Открываю бардачок. Дрожащими пальцами достаю распечатку билета.
Ночной рейс до Бангкока. Смотрю на часы.
Толстые хлопья тают, соприкасаясь с лобовым стеклом. Размывают очертания мира. Дворники смахивают воду со стекла: туда-сюда, туда-сюда. Тусклые огни сочатся в темноту салона.

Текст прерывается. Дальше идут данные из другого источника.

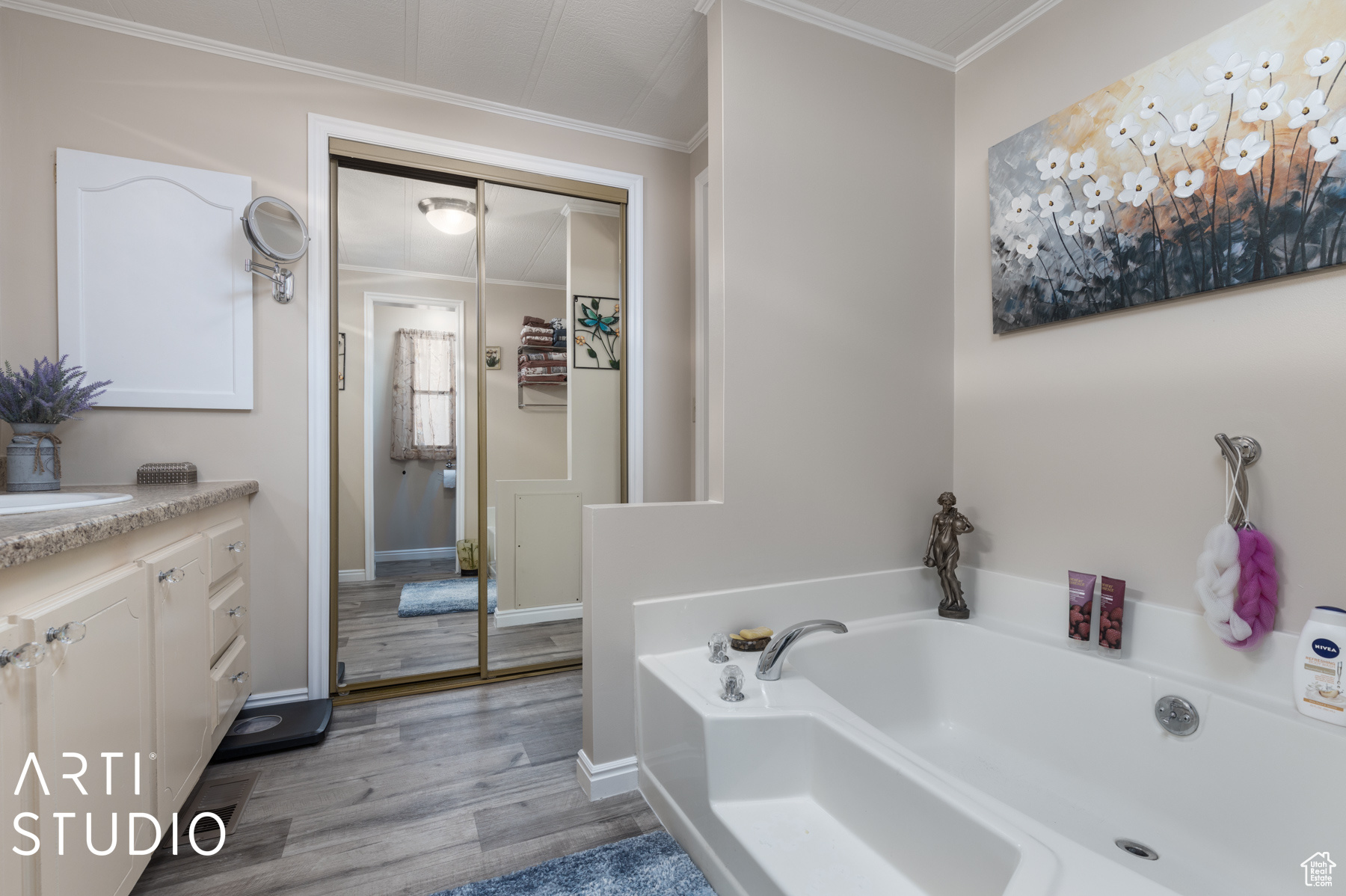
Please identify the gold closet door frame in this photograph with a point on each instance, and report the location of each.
(338, 148)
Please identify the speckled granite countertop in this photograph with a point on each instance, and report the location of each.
(26, 537)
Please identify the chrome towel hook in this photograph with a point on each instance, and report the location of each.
(1240, 454)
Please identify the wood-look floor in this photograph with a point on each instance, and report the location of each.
(376, 643)
(412, 795)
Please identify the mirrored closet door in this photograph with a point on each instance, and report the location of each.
(437, 429)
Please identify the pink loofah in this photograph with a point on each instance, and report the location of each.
(1258, 587)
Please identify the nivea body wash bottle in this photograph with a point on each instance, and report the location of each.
(1318, 666)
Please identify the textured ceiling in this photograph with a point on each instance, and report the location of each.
(378, 225)
(636, 65)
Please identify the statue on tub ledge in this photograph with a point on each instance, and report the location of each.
(942, 553)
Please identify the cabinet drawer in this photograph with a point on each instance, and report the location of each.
(228, 614)
(228, 542)
(230, 675)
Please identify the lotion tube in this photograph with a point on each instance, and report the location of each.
(1080, 608)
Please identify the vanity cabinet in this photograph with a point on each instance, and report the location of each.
(94, 697)
(13, 752)
(147, 654)
(179, 586)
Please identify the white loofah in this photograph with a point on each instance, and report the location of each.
(1217, 586)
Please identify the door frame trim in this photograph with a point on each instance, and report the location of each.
(318, 271)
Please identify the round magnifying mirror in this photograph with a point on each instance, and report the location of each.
(275, 229)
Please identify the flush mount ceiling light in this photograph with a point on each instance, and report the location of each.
(451, 215)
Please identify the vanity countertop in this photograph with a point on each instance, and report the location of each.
(26, 537)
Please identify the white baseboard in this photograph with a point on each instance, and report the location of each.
(529, 615)
(607, 779)
(275, 697)
(417, 553)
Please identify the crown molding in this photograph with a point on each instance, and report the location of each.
(425, 274)
(699, 138)
(1003, 33)
(360, 79)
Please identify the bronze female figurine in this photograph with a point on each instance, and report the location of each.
(942, 553)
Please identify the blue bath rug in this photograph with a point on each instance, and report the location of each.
(443, 596)
(646, 865)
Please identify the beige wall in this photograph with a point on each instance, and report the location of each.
(832, 340)
(82, 88)
(1088, 444)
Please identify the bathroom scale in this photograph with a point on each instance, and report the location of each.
(267, 729)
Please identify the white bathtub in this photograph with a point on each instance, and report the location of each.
(918, 755)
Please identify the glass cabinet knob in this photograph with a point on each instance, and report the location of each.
(69, 634)
(23, 655)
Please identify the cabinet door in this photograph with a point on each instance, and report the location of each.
(15, 731)
(179, 595)
(94, 697)
(228, 544)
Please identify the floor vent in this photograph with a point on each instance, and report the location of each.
(225, 797)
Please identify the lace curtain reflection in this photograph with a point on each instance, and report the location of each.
(423, 396)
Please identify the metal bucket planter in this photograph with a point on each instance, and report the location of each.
(33, 459)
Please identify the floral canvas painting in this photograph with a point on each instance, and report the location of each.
(1214, 167)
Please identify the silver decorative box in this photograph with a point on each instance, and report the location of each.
(168, 474)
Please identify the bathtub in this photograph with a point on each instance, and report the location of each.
(925, 756)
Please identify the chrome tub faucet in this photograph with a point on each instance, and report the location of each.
(773, 658)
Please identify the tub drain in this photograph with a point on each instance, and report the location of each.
(1139, 850)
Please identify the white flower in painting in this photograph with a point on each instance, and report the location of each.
(1324, 60)
(1193, 126)
(1267, 65)
(1084, 163)
(1122, 131)
(1098, 191)
(1053, 202)
(1054, 165)
(1187, 182)
(1151, 141)
(1228, 77)
(1029, 247)
(1264, 105)
(1137, 186)
(1305, 109)
(1329, 141)
(1019, 209)
(1241, 155)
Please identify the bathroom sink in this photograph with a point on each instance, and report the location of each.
(27, 502)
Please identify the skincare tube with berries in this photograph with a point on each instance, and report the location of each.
(1081, 606)
(1110, 603)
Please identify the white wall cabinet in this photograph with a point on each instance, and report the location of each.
(162, 670)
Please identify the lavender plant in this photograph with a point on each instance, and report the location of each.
(50, 393)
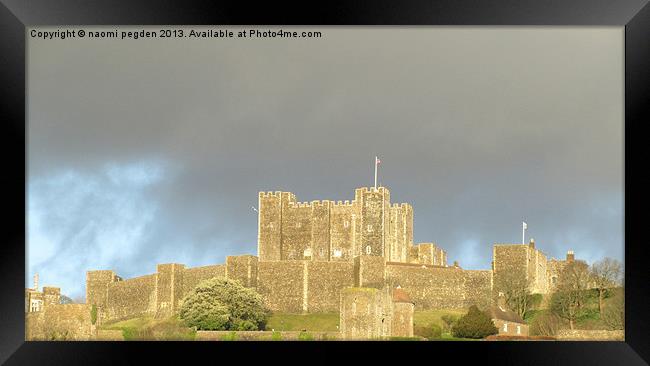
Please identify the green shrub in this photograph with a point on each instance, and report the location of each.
(305, 336)
(545, 324)
(448, 320)
(222, 304)
(474, 324)
(93, 314)
(232, 336)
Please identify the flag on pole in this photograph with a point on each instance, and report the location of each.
(524, 226)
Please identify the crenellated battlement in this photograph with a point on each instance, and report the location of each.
(299, 204)
(362, 190)
(333, 230)
(276, 194)
(345, 203)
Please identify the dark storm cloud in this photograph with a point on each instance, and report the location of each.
(478, 128)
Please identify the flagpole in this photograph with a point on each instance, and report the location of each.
(375, 172)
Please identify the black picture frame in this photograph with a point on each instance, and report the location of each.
(16, 15)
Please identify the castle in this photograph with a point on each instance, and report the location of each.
(309, 252)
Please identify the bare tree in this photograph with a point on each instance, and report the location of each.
(606, 274)
(568, 300)
(614, 312)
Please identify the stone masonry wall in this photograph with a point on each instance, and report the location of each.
(130, 298)
(362, 312)
(431, 287)
(97, 286)
(242, 268)
(369, 271)
(509, 260)
(60, 322)
(282, 284)
(192, 276)
(324, 283)
(303, 286)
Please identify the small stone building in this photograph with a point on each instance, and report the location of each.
(372, 313)
(403, 309)
(508, 322)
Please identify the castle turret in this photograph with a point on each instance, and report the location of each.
(570, 257)
(375, 203)
(269, 226)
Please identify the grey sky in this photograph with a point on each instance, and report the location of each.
(153, 150)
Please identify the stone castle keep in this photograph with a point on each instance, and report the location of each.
(309, 252)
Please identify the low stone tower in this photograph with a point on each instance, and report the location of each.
(402, 317)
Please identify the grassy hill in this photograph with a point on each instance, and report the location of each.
(148, 328)
(319, 322)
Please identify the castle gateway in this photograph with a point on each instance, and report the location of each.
(309, 252)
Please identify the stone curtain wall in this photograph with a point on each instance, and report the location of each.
(130, 298)
(324, 283)
(303, 286)
(218, 335)
(511, 329)
(334, 231)
(97, 286)
(281, 283)
(192, 276)
(509, 260)
(432, 287)
(242, 268)
(590, 335)
(362, 312)
(369, 271)
(402, 319)
(60, 322)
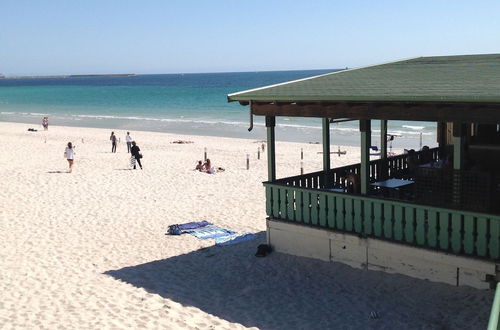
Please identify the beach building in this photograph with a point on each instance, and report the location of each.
(433, 214)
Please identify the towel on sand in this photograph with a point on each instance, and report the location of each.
(186, 227)
(210, 231)
(234, 239)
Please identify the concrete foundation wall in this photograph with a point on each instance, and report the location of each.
(373, 254)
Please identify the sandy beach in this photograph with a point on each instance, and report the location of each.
(88, 250)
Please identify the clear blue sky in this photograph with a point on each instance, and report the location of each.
(170, 36)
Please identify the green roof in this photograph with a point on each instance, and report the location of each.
(464, 78)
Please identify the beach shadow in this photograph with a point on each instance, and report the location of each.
(287, 292)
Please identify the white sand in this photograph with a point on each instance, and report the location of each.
(87, 250)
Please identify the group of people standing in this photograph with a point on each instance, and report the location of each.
(132, 148)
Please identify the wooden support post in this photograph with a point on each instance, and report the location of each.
(326, 144)
(458, 160)
(383, 139)
(326, 153)
(458, 145)
(271, 151)
(365, 129)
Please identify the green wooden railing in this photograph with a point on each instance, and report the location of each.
(493, 324)
(380, 169)
(456, 231)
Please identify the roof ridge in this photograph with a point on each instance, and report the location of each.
(314, 77)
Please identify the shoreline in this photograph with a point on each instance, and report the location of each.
(88, 250)
(287, 133)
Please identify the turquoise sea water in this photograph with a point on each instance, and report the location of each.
(176, 103)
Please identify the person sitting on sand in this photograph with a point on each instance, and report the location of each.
(207, 167)
(136, 153)
(69, 154)
(199, 167)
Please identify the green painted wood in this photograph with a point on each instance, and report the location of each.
(364, 127)
(269, 199)
(307, 207)
(432, 228)
(271, 154)
(358, 216)
(323, 209)
(494, 245)
(420, 226)
(383, 139)
(456, 232)
(482, 236)
(377, 218)
(368, 217)
(398, 223)
(290, 202)
(326, 144)
(331, 210)
(314, 208)
(276, 203)
(283, 206)
(340, 212)
(409, 224)
(469, 234)
(388, 221)
(299, 206)
(349, 210)
(444, 235)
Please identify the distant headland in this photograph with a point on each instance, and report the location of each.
(71, 76)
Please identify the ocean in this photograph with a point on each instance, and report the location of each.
(179, 103)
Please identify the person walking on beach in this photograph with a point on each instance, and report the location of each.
(45, 123)
(135, 151)
(128, 138)
(69, 154)
(113, 142)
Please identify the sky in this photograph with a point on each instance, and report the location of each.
(56, 37)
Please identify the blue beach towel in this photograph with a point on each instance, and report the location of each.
(234, 239)
(210, 231)
(185, 227)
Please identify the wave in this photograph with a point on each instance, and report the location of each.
(413, 127)
(412, 130)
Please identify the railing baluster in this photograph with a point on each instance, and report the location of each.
(276, 203)
(306, 195)
(444, 235)
(377, 218)
(432, 228)
(358, 218)
(348, 220)
(420, 226)
(340, 212)
(323, 209)
(456, 232)
(314, 208)
(331, 210)
(469, 234)
(368, 205)
(299, 206)
(494, 245)
(398, 222)
(482, 236)
(388, 220)
(409, 224)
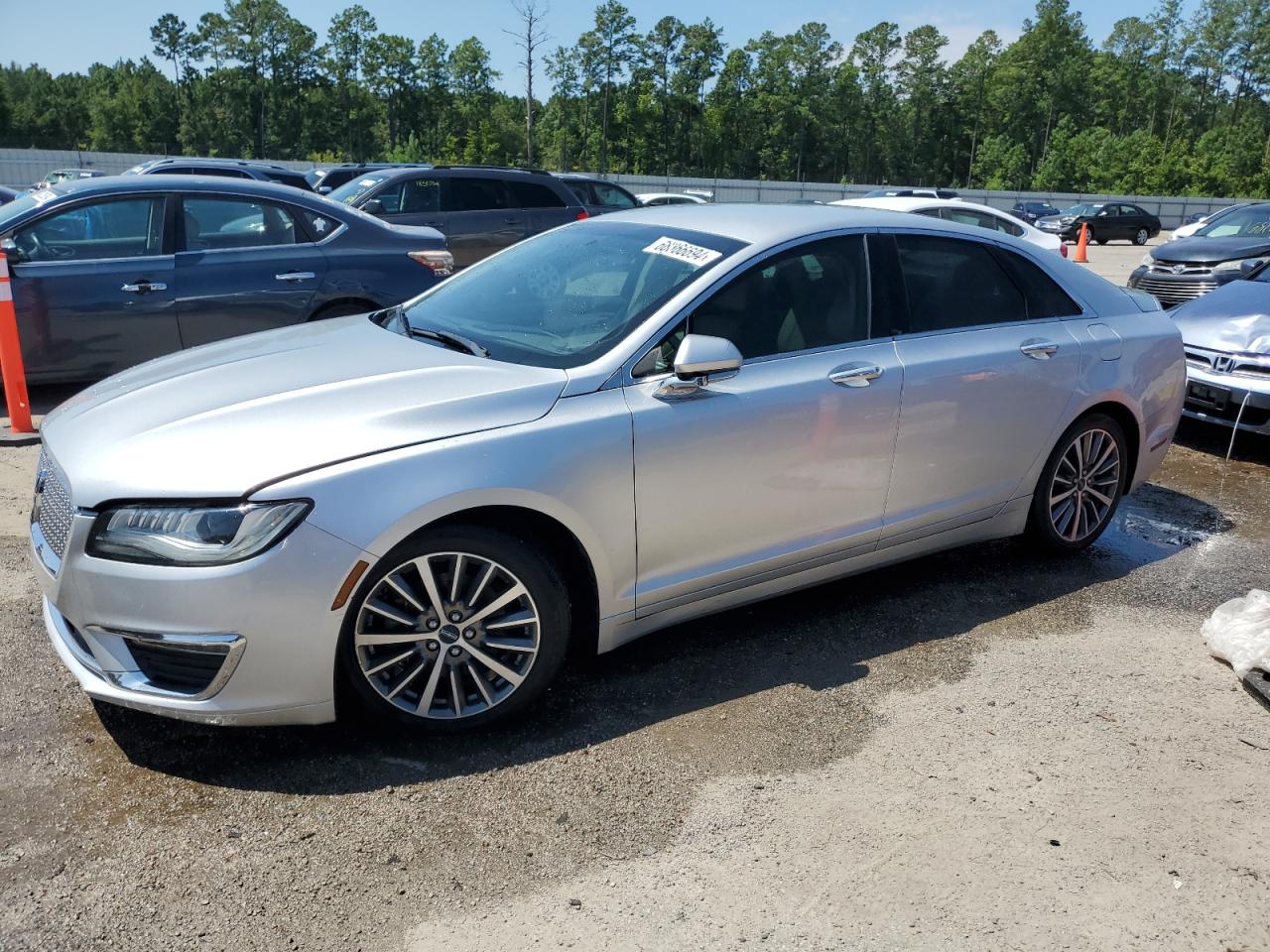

В городе на шесть градусов теплее. Это создает иллюзию безопасности. Ты не замечаешь, что город тоже остывает, каждый день, по чуть-чуть, как покойник.
В офисных зданиях еще горят окна, многоэтажки светятся клетчатым узором.
Машин много, но гораздо меньше, нежели обычно. В такой снегопад водители бросают автомобили и пересаживаются на метро.
Въезжаю в индустриальную зону. Неподалеку дымит котельная. Пенистый дым из полосатой трубы застыл в морозном воздухе и не шевелится. Пустая темная дорога, укрытая снежным ковром. Электростанция. Мебельный завод. Упираюсь в ржавые ворота, напоминающие исцарапанный капот грузовика. Подаю гудок.
Тишина. В свете фар медленно сыпятся гипсовые крошки.
Выдаю еще пару гудков.
Выходит бородатый старик в серой ушанке. Какое-то время щурится, затем одобрительно поднимает варежку. Примыкает всем весом к воротам.
Огромные створки поддаются, но с трудом. Старику приходится прикладывать все усилия, его валенки скользят, но он держится — продолжает тянуть. Его не опрокинуть. Действует умело, будто за его горбатой спиной сотня ледяных декабрей. А ржавые створки он знает лучше, чем жену и детей.
Долго-долго наблюдал я за сгорбившимся силуэтом, отпирающим ворота. Казалось, это никогда не закончится…
Машина медленно взлетает к потолку ангара. Железные предплечья поднимают тяжелый кузов. Колеса, блестящие от вкраплений шипов, обвисли. С порогов падают налипшие куски грязного снега.
Таджики в комбинезонах ползают снизу. Светят фонариками, обстукивают подвеску. Выкрикивают что-то про рычаги, затем про шаровые.
Помещение заполнено автомобилями, сбитыми впритирку. Вдоль стены стоят черные колонны шин. Груды запчастей, запах керосина, гари и чего-то приторного. В сторонке рабочий жарит лук на огне.
На грязной столешнице кряхтит магнитофон. Пыльный динамик сбивчиво выплевывает обрывки радиоволн. Ловит то одну волну, то другую. Выдает какую-то ересь. Хриплые куски арабской мелодии перемежаются с новостной сводкой, и все это постукивает, троит, как старенький мотор с замасленными свечами.
Смотрю на часы. Рука снова кровоточит и капризно ноет. Роюсь в ящике с инструментами, нахожу чистую тряпку. Перевязываю рану.
Подходит азиат с тонкими, как у сома, усиками. На нем персидский халат, расписные тапочки и тюбетейка.
Держит пакет с финиками.
— Рейкэ тичет, — говорит узбек, — и пороги гнилые.
Кладет финик в рот.
Затягиваю зубами повязку на ладони.
— Ско-ко? — бубню.
— Фара битая, — жует финик. — Сто шестьдесят.
— Епт, ты шутишь? — поднимаю глаза. — В прошлый раз говорил двести двадцать!
— Сегодня есть новый день, — щурится.
Он достает изо рта обсосанную косточку и тычет мне в лицо.
— Вчера не стоит и косточки.
Придвигаюсь вплотную к подлецу.
— Это же додж, а не жигули, — указываю под потолок.
— Ржавое дно, — ухмыляется тот, бросив косточку на пол.
Кладет в рот новый финик.
— Да мне плевать, цена минимум двести, ты понял?
Узбек замолчал. Задумался о чем-то своем, поглаживая усики.
Нервничаю.
— На все воля Аллаха, — заключает тот.
И расплывается в хитрой улыбке, с щелью между резцов.
Стою в недоумении.
Узбек протягивает пакет.
Забираю финики.
Следом забираю пачку мятых купюр, пересчитываю и прячу во внутренний карман.
Подхожу к столешнице и вытаскиваю из металлического ящика разводной ключ:
— Это я тоже возьму.
Чумазые силуэты в комбинезонах, шумевшие все это время в мастерской, вдруг затихли. Прекратили работу. Выползли из-под машин и открытых капотов, злобно косятся.
Направляюсь к выходу.
— На все воля Аллаха, — провожает меня голос.
Металлическая дверь с дребезжанием захлопнулась.
Снаружи темно. Настырно падает тот же самый снег.
Забиваю трубку. Чиркаю мокрой спичкой.